In this section you will run the High Performance Conjugate Gradients (HPCG) Benchmark used to represent the computational intensity of a broad range of applications. Then you will run the IOR benchmark commonly used to evaluate storage performances on a system. The intent of this section is not to demonstrate the performances you can obtain on your system but visualize metrics for both applications. If you are interested in running IOR on Lustre with FSx for Lustre you will want to look at the Storage Lab
First download and compile HPCG:
wget https://aws-hpc-workshops.s3.amazonaws.com/install_grafana_benchmarks.sh
bash install_grafana_benchmarks.sh
Next, create a submit file. You run over 8 nodes with a single core on each node. This establishes your baseline run:
cat > hpcg.sbatch << EOF
#!/bin/bash
#SBATCH --job-name=hpcg-job
#SBATCH --nodes=8
#SBATCH --output=hpcg-run.out
module load openmpi/4.0.3
mpirun --report-bindings --map-by core ${HOME}/hpcg/bin/xhpcg --nx 128 --ny 128 --nz 128 --rt 200
EOF
Submit the job and monitor the queue:
sbatch hpcg.sbatch
squeue -i 2
Once the job submitted it will be placed in a configuring state, noted CF in the squeue
output. After a couple of minutes, the job will change to a running state, noted R.
After the job completes, the HPCG output is stored in the HPCG-Benchmark_3.1_2020-[date].txt
file that contains the timing information, scroll to the bottom and you’ll see:
Final Summary::HPCG result is VALID with a GFLOP/s rating of=9.48102
Final Summary::HPCG 2.4 rating for historical reasons is=9.75306
Final Summary::Reference version of ComputeDotProduct used=Performance results are most likely suboptimal
Final Summary::Reference version of ComputeSPMV used=Performance results are most likely suboptimal
Final Summary::Reference version of ComputeMG used=Performance results are most likely suboptimal
Final Summary::Reference version of ComputeWAXPBY used=Performance results are most likely suboptimal
Final Summary::Results are valid but execution time (sec) is=160.038
Final Summary::Official results execution time (sec) must be at least=1800
What are your observations when running HPCG? Look at the CPU usage, memory consumption and network throughput. Did you take a look at a particular instance?

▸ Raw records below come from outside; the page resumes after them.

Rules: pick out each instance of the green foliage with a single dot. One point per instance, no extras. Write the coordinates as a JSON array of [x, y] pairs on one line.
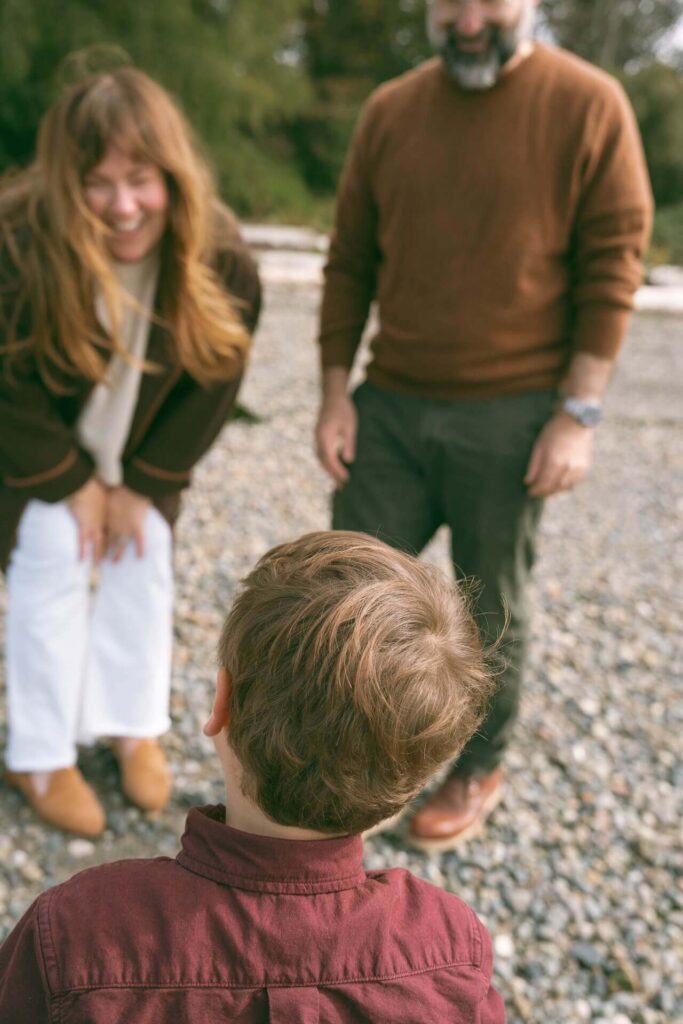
[[273, 87], [611, 33], [668, 236], [349, 46], [656, 94], [226, 59]]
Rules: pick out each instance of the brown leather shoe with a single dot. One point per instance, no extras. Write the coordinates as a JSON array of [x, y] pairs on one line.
[[456, 811], [145, 776], [68, 803]]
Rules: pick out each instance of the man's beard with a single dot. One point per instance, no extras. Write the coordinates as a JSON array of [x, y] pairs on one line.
[[481, 71]]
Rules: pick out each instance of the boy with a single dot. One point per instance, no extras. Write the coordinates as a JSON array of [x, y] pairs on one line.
[[348, 674]]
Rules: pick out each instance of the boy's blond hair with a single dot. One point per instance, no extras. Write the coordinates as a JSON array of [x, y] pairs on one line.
[[356, 672]]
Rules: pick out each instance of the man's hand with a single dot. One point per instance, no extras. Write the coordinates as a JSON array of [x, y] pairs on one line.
[[125, 521], [335, 436], [88, 506], [560, 458]]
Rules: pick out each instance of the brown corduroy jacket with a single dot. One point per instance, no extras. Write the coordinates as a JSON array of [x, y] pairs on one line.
[[174, 423]]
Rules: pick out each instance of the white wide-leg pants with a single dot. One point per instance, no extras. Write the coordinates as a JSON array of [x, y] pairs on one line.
[[84, 665]]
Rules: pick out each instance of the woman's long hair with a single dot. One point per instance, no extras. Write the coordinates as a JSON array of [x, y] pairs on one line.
[[58, 247]]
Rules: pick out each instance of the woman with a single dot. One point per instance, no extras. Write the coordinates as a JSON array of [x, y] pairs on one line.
[[127, 299]]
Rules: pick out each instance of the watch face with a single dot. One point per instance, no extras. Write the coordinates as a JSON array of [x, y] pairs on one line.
[[585, 413]]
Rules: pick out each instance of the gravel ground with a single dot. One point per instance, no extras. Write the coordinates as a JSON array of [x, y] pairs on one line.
[[579, 873]]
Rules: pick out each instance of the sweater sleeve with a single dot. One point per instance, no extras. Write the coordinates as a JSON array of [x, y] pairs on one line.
[[612, 227], [23, 990], [351, 269]]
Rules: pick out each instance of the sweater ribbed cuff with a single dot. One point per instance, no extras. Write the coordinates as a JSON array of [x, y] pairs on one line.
[[600, 330]]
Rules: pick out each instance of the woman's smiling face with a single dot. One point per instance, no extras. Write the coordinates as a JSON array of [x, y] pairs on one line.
[[131, 198]]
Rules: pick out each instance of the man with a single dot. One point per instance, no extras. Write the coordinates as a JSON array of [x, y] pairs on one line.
[[496, 203]]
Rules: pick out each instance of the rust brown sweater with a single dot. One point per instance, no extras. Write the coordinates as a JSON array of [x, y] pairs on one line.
[[500, 231]]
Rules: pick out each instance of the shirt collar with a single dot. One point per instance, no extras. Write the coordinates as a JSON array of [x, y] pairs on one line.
[[259, 863]]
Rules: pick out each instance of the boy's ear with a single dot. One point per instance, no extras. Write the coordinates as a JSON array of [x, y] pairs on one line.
[[220, 714]]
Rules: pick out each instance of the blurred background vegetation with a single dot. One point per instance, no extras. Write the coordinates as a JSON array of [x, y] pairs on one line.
[[273, 86]]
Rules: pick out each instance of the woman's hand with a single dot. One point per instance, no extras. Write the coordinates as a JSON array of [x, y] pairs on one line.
[[125, 521], [88, 507]]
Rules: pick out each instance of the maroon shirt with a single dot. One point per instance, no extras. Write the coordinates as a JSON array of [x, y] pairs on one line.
[[249, 929]]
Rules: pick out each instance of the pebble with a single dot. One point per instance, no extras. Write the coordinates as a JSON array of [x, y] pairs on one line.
[[79, 848], [575, 873]]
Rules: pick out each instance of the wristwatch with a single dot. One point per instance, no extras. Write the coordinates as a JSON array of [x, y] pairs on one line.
[[587, 413]]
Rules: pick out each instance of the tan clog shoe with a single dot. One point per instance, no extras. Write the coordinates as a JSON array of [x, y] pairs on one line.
[[145, 776], [68, 802]]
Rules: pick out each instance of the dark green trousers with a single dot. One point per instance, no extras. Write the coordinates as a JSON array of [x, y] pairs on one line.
[[422, 463]]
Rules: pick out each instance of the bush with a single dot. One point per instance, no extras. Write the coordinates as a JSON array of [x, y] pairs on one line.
[[668, 236]]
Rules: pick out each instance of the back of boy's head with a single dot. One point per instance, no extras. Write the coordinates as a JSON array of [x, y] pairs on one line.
[[356, 673]]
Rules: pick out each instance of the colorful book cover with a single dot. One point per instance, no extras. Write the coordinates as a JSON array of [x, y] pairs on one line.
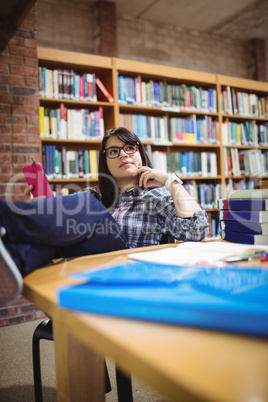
[[221, 299], [263, 193], [247, 216], [245, 227], [245, 204], [102, 92], [245, 238]]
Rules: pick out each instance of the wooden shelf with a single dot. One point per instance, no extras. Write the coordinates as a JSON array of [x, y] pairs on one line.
[[109, 68]]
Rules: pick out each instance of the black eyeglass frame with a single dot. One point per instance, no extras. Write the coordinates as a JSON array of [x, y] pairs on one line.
[[119, 148]]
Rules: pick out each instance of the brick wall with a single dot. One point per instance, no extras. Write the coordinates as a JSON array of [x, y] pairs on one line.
[[66, 25], [19, 131], [19, 106]]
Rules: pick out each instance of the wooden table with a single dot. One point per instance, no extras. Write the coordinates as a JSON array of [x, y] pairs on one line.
[[183, 364]]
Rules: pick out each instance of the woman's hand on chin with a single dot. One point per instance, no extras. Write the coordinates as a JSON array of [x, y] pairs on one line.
[[151, 177], [28, 195]]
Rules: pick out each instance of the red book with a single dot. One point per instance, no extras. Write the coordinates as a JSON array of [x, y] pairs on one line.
[[102, 92], [81, 87]]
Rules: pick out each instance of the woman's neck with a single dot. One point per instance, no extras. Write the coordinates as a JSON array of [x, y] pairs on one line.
[[123, 187]]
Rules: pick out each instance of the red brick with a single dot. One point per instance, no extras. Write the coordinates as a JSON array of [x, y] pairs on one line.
[[31, 61], [5, 108], [4, 178], [7, 59], [30, 43], [29, 24], [8, 311], [32, 82], [19, 139], [34, 139], [3, 79], [26, 71], [4, 89], [16, 41], [5, 129], [20, 119], [19, 159], [3, 69], [25, 33], [32, 120], [6, 169], [5, 158], [16, 80], [28, 308], [18, 51], [40, 314], [32, 100], [15, 320], [5, 148], [19, 189]]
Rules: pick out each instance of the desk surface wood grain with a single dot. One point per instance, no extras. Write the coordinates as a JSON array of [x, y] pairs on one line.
[[182, 363]]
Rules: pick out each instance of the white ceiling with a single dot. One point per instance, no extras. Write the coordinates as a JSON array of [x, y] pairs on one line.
[[238, 19]]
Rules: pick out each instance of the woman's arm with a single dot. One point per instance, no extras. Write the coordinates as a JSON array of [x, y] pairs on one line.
[[185, 204]]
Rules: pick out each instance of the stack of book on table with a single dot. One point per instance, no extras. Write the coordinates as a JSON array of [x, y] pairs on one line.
[[244, 216]]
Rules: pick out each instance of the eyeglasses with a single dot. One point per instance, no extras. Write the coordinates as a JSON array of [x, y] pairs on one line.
[[114, 152]]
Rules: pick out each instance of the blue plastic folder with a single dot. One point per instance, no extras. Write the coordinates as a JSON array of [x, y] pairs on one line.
[[226, 299]]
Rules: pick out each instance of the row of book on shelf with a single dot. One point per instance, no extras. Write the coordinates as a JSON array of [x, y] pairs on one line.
[[136, 91], [248, 162], [186, 164], [71, 124], [243, 216], [243, 103], [62, 163], [67, 84], [244, 133], [206, 194], [192, 130]]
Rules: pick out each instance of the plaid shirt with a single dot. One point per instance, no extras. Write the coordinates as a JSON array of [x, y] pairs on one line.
[[144, 216]]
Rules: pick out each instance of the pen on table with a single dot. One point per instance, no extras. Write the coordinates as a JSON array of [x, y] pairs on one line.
[[264, 258], [249, 257]]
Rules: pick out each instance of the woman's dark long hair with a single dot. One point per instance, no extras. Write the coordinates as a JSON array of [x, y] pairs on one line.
[[107, 184]]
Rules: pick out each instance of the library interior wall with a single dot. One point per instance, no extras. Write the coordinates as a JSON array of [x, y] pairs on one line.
[[62, 24], [19, 132]]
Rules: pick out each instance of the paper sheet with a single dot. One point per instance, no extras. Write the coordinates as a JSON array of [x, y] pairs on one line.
[[189, 253]]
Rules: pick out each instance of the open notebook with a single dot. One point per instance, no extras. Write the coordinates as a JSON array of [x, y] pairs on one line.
[[226, 299]]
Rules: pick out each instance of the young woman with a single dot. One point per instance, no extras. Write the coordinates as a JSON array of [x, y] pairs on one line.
[[136, 210]]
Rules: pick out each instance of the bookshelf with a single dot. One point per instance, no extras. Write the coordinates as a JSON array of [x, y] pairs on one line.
[[243, 106], [182, 116]]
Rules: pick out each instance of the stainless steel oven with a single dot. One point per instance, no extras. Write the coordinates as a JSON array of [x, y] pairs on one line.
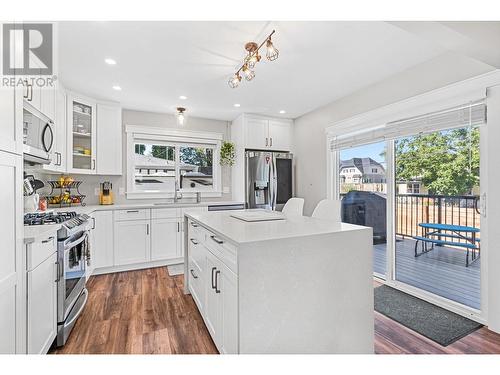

In the previous script we installed both IOR and HPCG. You will run both at the same time and see what the metrics tell you.
Start by creating submission script to run IOR:
cd $HOME
cat > ior.sbatch << EOF
#!/bin/bash
#SBATCH --job-name=ior-job
#SBATCH --nodes=8
#SBATCH --output=ior-run.out
module load intelmpi
mpirun /shared/ior/bin/ior -w -r -o=/shared/test_dir -b=256m -a=POSIX -i=5 -F -z -t=64m -C
EOF
Then your job to run IOR
sbatch ior.sbatch
sbatch hpcg.sbatch
squeue -i 2
After HPCG completes take a look at the timing file HPCG-Benchmark_3.1_2020-[date].txt
:
Final Summary::Reference version of ComputeDotProduct used=Performance results are most likely suboptimal
Final Summary::Reference version of ComputeSPMV used=Performance results are most likely suboptimal
Final Summary::Reference version of ComputeMG used=Performance results are most likely suboptimal
Final Summary::Reference version of ComputeWAXPBY used=Performance results are most likely suboptimal
Final Summary::Results are valid but execution time (sec) is=156.78
Final Summary::Official results execution time (sec) must be at least=1800
What did you notice about the performance of both benchmarks? Take a look at the Compute Node Details dashboard and you will see IOR stressed the network with spikes looking like.
But did not stress the CPU:
Now if you take a look at the metrics when you ran HPCG alone, you will observe a more of a constant load on the network with less spikiness.
Did you take a look at the numbers of file descriptors opened when running IOR?